I hadn’t heard from him for a few days beforehand and didn’t know if I was even still going to see him. I texted him the day before, but no response.  so Saturday evening rolls around, and around 5ish I get a phone call from him. he asks me if I can come pick him up right then to hang out. he is in Provo. Provo is an hour away from me. I tell him that. he says, “oh. ok.” but still wants me to come down.

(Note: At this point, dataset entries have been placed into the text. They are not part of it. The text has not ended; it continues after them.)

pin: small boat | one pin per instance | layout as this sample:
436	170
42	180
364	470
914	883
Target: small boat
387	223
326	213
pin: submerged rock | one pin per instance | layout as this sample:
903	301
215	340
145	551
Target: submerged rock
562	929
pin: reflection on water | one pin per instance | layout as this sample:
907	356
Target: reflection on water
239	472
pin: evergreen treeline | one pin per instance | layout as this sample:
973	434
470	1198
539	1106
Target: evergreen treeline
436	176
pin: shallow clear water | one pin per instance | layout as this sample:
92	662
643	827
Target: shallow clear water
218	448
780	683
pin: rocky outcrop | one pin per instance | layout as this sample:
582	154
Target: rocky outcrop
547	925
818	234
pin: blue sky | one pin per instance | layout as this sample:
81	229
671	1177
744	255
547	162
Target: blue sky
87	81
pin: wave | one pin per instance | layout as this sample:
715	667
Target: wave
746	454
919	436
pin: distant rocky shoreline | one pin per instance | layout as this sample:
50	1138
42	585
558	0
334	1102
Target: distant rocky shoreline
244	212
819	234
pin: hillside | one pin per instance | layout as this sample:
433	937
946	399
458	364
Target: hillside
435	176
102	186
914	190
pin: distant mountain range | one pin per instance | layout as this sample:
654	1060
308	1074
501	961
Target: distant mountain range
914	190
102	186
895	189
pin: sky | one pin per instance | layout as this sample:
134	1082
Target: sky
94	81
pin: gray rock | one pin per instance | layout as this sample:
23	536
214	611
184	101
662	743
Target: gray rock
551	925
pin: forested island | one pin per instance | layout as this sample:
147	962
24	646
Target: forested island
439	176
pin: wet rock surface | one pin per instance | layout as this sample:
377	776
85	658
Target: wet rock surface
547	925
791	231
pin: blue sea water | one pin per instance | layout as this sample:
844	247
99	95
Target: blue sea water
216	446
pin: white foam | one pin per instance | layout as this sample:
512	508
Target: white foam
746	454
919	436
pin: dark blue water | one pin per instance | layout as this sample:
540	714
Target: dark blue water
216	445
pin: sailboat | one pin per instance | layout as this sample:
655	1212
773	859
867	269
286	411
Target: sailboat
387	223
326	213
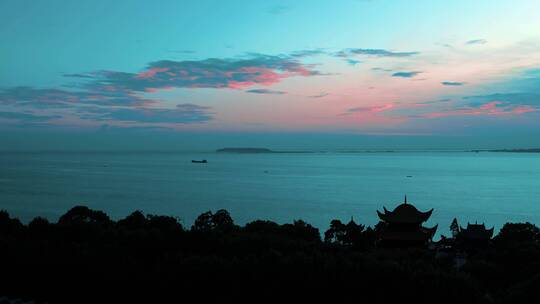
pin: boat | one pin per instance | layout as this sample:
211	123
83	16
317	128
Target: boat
204	161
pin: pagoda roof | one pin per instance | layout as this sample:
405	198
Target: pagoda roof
476	231
404	214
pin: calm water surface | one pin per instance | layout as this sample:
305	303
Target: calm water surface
486	187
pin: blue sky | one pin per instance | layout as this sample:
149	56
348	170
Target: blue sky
379	67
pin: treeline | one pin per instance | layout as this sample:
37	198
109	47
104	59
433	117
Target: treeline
87	257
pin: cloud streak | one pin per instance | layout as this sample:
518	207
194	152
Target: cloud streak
266	91
452	83
406	74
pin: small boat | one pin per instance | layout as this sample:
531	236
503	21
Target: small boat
199	161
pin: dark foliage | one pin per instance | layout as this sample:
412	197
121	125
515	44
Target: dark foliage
87	257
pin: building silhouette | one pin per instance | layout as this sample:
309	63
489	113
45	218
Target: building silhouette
402	227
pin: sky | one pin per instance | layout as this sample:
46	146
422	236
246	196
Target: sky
412	69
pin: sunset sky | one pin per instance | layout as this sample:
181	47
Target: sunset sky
380	67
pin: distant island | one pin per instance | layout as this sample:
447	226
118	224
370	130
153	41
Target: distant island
244	150
532	150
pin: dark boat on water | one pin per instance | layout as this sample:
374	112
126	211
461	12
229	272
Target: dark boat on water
199	161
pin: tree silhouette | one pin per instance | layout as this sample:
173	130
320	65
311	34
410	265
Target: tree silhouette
454	228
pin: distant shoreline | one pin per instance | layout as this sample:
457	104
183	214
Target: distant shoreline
532	150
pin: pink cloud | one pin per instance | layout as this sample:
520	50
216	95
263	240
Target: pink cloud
493	108
151	73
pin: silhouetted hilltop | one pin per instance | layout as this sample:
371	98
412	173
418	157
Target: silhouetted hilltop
86	257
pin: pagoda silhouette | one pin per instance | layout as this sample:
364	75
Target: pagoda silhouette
402	227
475	235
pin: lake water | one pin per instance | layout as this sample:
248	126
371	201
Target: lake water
486	187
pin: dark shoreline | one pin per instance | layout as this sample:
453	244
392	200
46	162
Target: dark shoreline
88	257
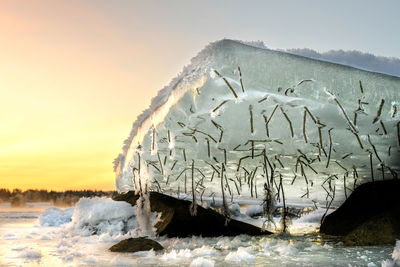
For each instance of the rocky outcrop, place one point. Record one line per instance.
(136, 244)
(370, 216)
(176, 220)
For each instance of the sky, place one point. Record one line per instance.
(74, 75)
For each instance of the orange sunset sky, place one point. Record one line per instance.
(74, 75)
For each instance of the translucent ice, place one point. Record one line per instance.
(240, 117)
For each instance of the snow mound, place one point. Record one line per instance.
(201, 262)
(253, 210)
(103, 215)
(241, 254)
(55, 217)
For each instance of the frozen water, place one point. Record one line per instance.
(68, 245)
(242, 112)
(55, 216)
(201, 262)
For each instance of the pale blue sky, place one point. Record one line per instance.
(75, 74)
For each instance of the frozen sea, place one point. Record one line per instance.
(42, 235)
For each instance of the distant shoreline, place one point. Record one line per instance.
(19, 198)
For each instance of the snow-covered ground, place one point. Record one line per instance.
(49, 236)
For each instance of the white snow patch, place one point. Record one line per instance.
(174, 255)
(103, 215)
(254, 209)
(205, 251)
(55, 217)
(240, 255)
(201, 262)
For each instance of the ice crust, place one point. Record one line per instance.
(55, 217)
(69, 245)
(197, 118)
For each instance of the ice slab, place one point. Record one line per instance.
(250, 115)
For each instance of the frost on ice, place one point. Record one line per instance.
(241, 120)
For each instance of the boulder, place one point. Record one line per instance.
(176, 220)
(135, 245)
(369, 216)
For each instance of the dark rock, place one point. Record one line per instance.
(383, 229)
(176, 220)
(372, 207)
(135, 245)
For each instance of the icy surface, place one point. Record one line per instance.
(321, 126)
(55, 216)
(67, 245)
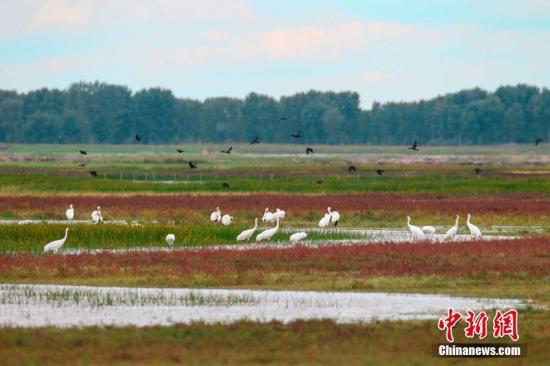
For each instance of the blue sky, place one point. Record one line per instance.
(387, 50)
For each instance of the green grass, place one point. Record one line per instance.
(429, 183)
(33, 237)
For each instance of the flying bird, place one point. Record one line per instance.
(415, 144)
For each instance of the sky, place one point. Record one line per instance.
(386, 50)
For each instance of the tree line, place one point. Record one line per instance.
(105, 113)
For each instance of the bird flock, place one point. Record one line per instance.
(330, 217)
(296, 135)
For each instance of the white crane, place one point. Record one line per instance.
(324, 221)
(450, 234)
(227, 219)
(97, 217)
(296, 237)
(474, 230)
(279, 214)
(247, 234)
(268, 234)
(170, 239)
(415, 230)
(268, 216)
(216, 216)
(428, 230)
(70, 213)
(55, 245)
(334, 216)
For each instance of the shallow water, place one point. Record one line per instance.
(68, 306)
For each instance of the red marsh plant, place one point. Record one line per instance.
(164, 206)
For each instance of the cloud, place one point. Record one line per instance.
(311, 42)
(60, 13)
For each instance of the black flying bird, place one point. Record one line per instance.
(297, 134)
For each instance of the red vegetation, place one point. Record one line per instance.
(510, 257)
(511, 203)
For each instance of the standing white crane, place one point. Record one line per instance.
(247, 234)
(170, 239)
(324, 221)
(97, 217)
(227, 219)
(268, 234)
(450, 234)
(296, 237)
(334, 216)
(279, 214)
(55, 245)
(216, 216)
(70, 213)
(268, 216)
(474, 230)
(415, 230)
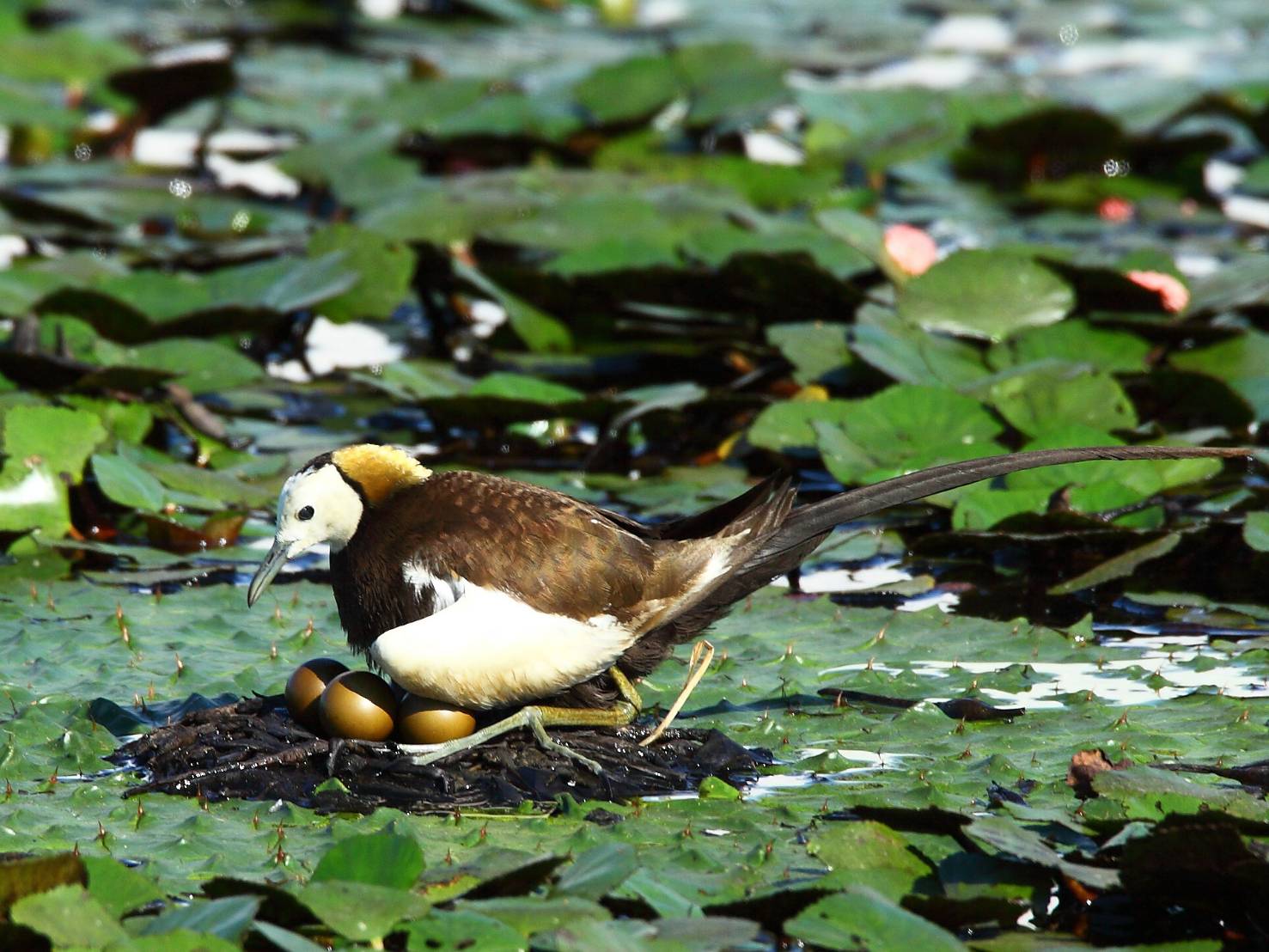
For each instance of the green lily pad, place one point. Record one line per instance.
(985, 295)
(861, 917)
(385, 268)
(127, 484)
(377, 858)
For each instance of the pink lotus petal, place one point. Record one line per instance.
(1116, 210)
(1174, 295)
(912, 250)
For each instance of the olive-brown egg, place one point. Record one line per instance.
(424, 721)
(305, 687)
(358, 706)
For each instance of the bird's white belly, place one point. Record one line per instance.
(489, 649)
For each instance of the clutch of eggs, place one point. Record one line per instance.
(326, 697)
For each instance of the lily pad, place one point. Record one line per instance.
(979, 295)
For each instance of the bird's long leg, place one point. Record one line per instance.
(625, 688)
(537, 718)
(702, 654)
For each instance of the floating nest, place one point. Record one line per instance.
(253, 750)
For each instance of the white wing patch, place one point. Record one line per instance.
(444, 592)
(487, 649)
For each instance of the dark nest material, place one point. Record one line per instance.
(253, 750)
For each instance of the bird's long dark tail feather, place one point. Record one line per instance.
(806, 526)
(786, 537)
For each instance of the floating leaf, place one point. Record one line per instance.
(985, 295)
(383, 266)
(69, 915)
(377, 858)
(127, 484)
(861, 917)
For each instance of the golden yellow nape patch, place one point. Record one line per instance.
(380, 471)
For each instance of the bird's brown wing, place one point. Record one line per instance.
(552, 552)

I tell him I’m going to bring my sister because we were going to go to dinner anyway. (plus I wanted to eliminate any one-on-one possibilities) so then he calls me about 10 minutes later and says he is going to Salt Lake to do something for the wedding instead, so maybe we can hang out later at like 9 or something. I remind him for about the 1000th time that I am WAY closer to SLC than I am to Provo. he says “oh, ok” and that he will call me to meet up there a little later.
so Haley and I venture off to Gateway for some grub and the Victoria’s Secret sale. it was fab.
about 9pm we are done and I call him to see if he is planning on meeting up with us or if we should just bail and go home. no answer. I call one more time and leave a message that I’m leaving SLC. we go home.
about an hour later, I get the following message on Facebook:

Aubrey,
I see that that u keep tryin to call me. I havent answered for a reason and I would appreciate it if u didn’t call me back. I am in a relationship with a really amazing girl and I want to be faithful to her. Given our history together I feel it is inappropriate for us to communicate. I hope you understand and respect my wishes. I wish u the best and hope u find a worthy priesthood holder who will love u as much as I love my girl. She is my everything. Good luck in all u do.
Loco

uhh… I think this is the place where you insert the “wtf” face?

so I respond:

wow. ok firstly, you are the one who called me wanting to hang out. secondly you said you’d call me to meet up in salt lake so I was just trying to figure out what was going on before I left and went home. and thirdly, I told you to tell your gf about it so we wouldn’t be sneaking around all shady. fourthly, you’re the one who has maintained contact between us all this time. I only called you to follow up with the plans you had pushed for. I’m glad you’re happy with your gf. I wouldn’t have it otherwise and I wasn’t trying to hook up.
good luck and take care.
peace.
Aubrey

then a little while later, I get a phone call from him. not only did I completely not want to talk to him, but I was at a party. sent to voicemail!
he leaves a message saying basically the same kind of stuff. it was absolutely ridiculous.

good thing he is so magnanimous as to shut me down when he was the one pursuing. I’m really relieved he did that. his girlfriend is soooo lucky.

homygosh I love dating so much! it’s the best invention mankind has ever come up with! guys are so awesome at life!